ホップは1890年のヱビスビール誕生時に使われたドイツ産ファインアロマホップ「テトナンガーを一部、使用している。このように蓄積された技とデータを駆使することで、新たなビールが誕生する可能性も高まる。
クラフトビールに象徴されるビールの多様化は、大手ビール会社の力でいっそう進むに違いない。ただ、ビール市場全体を俯瞰すれば、消費量の減少傾向は続き、特に、以前から指摘されている若者のビール離れの課題は残る。
こうした状況に、サッポロビール野瀬社長は、「おいしいビールを体験する機会自体が少ないのではないか」と指摘する。「おいしいビール体験があってこそビールの魅力に気づく、そのきっかけ作りをしていくことが重要だと感じています」と語る。YEBISU BREWERY TOKYOは、ヱビスビールの生まれから現在、未来の可能性まで含んだビール体験の場に他ならない。
他の今大手ビール会社も、〝体験の場づくり〟に注力している。
アサヒビールは4月25日、東京・銀座の中央通りに、スーパードライの〝没入型〟コンセプトショップ「Super Dry Immersive experience」を9月末までの期間限定でオープンする。

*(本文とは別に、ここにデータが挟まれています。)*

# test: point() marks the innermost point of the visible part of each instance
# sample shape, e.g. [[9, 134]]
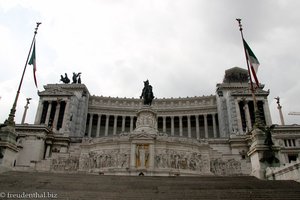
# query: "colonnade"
[[191, 126]]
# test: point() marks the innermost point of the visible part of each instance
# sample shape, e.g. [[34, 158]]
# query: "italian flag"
[[32, 61], [253, 61]]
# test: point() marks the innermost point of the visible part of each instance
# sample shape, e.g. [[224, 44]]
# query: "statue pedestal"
[[146, 121], [8, 147], [261, 155], [142, 141]]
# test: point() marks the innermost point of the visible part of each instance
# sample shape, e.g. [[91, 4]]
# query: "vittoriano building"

サントリーは4月からビール工場の見学コースをリニューアルした。このタイパの時代に、従来の70分コース(試飲込み)を90分に延長している。その意図は、「サントリーのビールづくりをより深く理解していただきたい。試飲もゆっくりしていただきたい」ということで「プレモル」が3杯まで飲めるようにした。
キリンビールの「晴れ風」の販促も、花見、花火大会というイベントと紐付けており、リアルなビール体験を増やしたいという意図が見える。
「Super Dry Immersive experience」は4月25日から9月30日までオープン。
工場見学内容がリニューアルされたサントリー<天然水のビール工場>東京・武蔵野。
活気を見せる2024年のビール業界。ビール復活のカギは、どれだけおいしい「ビール体験」ができるかにありそうだ。